Bestellinformation
| Produkt | Katalog # | EINHEIT | Preis | ANZAHL | Favoriten | |
UBE1L2 Double Nickase Plasmid (h) | sc-412489-NIC | 20 µg | $410.00 | |||
UBE1L2 Double Nickase Plasmid (h2) | sc-412489-NIC-2 | 20 µg | $410.00 |
UBA6 kodiert das E1-Ubiquitin-aktivierende Enzym UBE1L2, das die Ubiquitin- und Ubiquitin-ähnliche Konjugation einleitet, indem es Ubiquitin adenlyliert und auf E2-Enzyme überträgt, um die nachgeschaltete, durch E3-Ligasen vermittelte Modifikation von Substraten zu unterstützen. Diese Aktivität trägt zur Koordination einer ubiquitinabhängigen Proteostase, der Proteinkontrolle/-qualitätskontrolle und des regulierten Abbaus von Signalfaktoren bei und beeinflusst damit den Zellzyklus, Stressantworten und die angeborene Immun-Signalübertragung. UBA6 ist außerdem mit dem FAT10/UBD-Signalweg verknüpft, da es Ubiquitin-ähnliche Modifikatoren aktiviert, die die Antigenprozessierung und entzündliche Signalwege mitprägen. Eine Fehlregulation der Ubiquitin-Aktivierung und der Konjugationskaskaden ist breit relevant für Mechanismen, die neurodegenerativen Erkrankungen, krebsassoziiertem Rewiring von Signalwegen und der Biologie entzündlicher Erkrankungen zugrunde liegen, wodurch UBA6 ein nützliches Ziel ist, um Abhängigkeiten innerhalb des Ubiquitin-Systems zu untersuchen.
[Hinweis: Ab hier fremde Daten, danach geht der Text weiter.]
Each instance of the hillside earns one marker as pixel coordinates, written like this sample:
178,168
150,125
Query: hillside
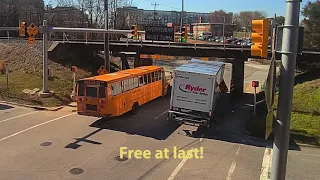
305,125
25,72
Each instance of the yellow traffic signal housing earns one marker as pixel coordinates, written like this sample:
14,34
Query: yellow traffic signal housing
184,35
22,28
260,35
134,31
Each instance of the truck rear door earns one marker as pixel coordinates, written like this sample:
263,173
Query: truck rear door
192,91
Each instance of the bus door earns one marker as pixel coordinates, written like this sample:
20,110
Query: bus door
91,97
163,78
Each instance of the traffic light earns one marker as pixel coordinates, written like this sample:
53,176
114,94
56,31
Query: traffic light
22,28
134,31
184,35
74,69
260,35
255,84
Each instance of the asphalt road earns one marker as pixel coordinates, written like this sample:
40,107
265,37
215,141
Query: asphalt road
48,145
63,145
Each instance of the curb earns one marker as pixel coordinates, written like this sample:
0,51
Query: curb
34,107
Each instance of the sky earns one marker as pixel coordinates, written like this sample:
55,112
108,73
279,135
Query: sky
270,6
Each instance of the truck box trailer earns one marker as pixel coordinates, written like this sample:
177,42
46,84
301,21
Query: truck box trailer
195,92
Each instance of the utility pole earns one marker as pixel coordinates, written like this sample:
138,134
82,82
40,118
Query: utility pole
106,37
154,11
288,57
182,8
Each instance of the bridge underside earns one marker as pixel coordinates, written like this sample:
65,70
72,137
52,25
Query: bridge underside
234,55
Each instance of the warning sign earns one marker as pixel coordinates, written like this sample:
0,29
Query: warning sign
102,70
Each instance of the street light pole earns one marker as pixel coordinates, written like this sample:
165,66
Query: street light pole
289,55
106,37
181,23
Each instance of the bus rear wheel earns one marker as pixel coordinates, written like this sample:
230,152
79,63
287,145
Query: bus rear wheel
135,108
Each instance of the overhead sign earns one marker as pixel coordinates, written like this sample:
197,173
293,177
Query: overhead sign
159,33
102,70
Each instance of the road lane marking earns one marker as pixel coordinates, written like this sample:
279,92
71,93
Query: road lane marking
161,114
35,126
266,164
231,170
18,116
177,169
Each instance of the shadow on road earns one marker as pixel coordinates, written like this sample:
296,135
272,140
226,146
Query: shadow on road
4,107
150,121
75,144
234,120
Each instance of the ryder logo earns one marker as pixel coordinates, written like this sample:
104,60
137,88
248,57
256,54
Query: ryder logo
191,89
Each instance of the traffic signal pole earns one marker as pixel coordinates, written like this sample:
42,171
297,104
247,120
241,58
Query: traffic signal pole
289,55
45,58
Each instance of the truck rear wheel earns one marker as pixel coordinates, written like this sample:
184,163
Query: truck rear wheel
135,108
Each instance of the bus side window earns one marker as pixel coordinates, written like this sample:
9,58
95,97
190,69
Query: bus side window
156,76
136,82
145,79
153,77
131,83
125,85
160,75
141,81
116,88
149,78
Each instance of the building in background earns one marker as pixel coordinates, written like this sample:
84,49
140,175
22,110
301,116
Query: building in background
126,16
216,29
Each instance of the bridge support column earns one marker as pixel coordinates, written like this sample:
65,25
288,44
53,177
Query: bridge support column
238,77
137,60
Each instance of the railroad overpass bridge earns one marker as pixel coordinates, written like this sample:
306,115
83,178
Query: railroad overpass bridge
235,54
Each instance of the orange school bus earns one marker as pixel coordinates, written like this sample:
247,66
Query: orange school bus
114,94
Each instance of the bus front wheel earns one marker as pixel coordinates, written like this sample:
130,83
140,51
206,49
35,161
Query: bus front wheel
135,108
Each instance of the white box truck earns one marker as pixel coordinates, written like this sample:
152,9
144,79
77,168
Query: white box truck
195,92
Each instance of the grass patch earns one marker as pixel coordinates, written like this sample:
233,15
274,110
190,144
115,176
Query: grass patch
19,80
305,117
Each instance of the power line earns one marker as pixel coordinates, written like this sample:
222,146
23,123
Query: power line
164,5
154,11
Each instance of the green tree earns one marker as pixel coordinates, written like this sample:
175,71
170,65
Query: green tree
244,18
311,22
280,20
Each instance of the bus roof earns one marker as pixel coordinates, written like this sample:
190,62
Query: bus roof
123,74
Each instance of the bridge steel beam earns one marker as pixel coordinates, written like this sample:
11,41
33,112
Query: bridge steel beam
238,77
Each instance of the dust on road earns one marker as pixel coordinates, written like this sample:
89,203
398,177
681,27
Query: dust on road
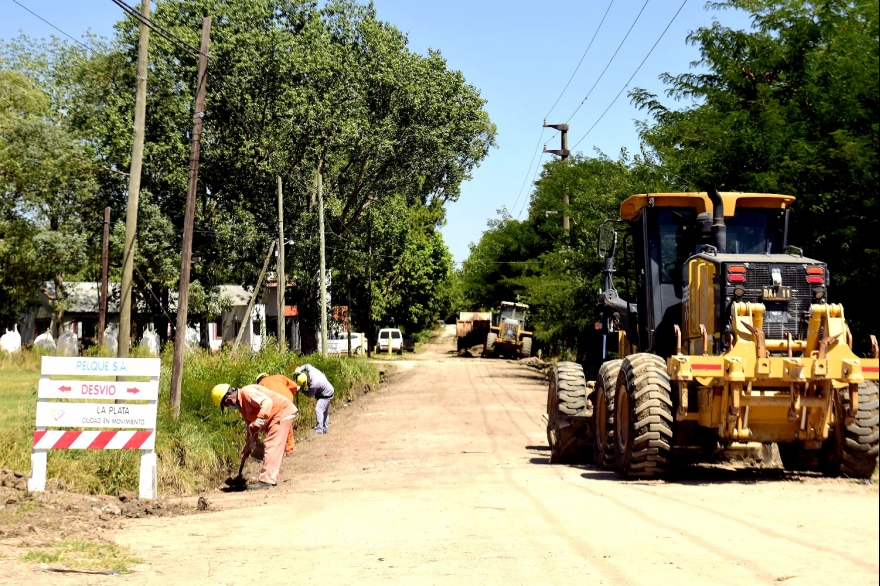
442,477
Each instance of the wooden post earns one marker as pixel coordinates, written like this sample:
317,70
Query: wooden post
247,314
323,269
105,267
186,252
134,187
282,279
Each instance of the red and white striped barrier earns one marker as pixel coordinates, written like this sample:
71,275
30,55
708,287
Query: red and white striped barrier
74,402
94,440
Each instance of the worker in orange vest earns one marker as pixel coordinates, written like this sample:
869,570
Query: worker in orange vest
263,410
287,389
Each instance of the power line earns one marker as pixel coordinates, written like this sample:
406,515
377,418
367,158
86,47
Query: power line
584,101
529,170
538,168
626,85
52,25
582,58
158,29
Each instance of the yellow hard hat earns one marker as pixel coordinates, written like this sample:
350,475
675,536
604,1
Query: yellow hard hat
218,392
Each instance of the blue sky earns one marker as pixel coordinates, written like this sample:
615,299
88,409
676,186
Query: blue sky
519,55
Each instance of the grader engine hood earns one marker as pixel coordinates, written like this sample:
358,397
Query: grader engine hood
786,286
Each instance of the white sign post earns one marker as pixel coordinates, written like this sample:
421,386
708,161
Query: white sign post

UBE1L2 Das Double-Nickase-Plasmid (h) besteht aus einem aufeinander abgestimmten Plasmidpaar, das für die hochspezifische Bearbeitung des UBA6-Lokus in human-Zelllinien entwickelt wurde. Jedes Plasmid exprimiert eine Cas9-D10A-Nickase und eine spezifische sgRNA, die auf entgegengesetzte DNA-Stränge innerhalb von UBA6 abzielt. Wenn sie auf benachbarte Stellen auf entgegengesetzten DNA-Strängen gerichtet sind, erzeugen die beiden Nickasen versetzte Einzelstrang-Schnitte, die zusammen einen versetzten Doppelstrangbruch erzeugen, was eine koordinierte On-Target-Aktivität beider Guides erfordert. Der resultierende DNA-Bruch wird durch endogene zelluläre Reparaturwege behoben, meist durch nicht-homologe Endverknüpfung (NHEJ), was zu Insertionen oder Deletionen führt, die die UBA6-Funktion stören. Durch die Notwendigkeit einer doppelten sgRNA-Bindung am Zielort erhöht der Doppel-Nick-Ansatz die Spezifität der Bearbeitung und bietet eine komplementäre CRISPR-Strategie für Anwendungen, bei denen eine zusätzliche Kontrolle über die Zielgenauigkeit gewünscht ist.
Um eine effiziente Identifizierung editierter Zellen zu unterstützen, kodiert ein Plasmid GFP zur fluoreszierenden Visualisierung transfizierter Populationen, während das Begleitplasmid ein Puromycin-Resistenzgen für die Antibiotika-Selektion trägt. Zusammen unterstützen diese Merkmale eine effiziente Anreicherung co-transfizierter Populationen und vereinfachen die Validierung von Klonen mit UBA6-Störung.
Nur für Forschungszwecke. Nicht für diagnostische oder therapeutische Zwecke bestimmt.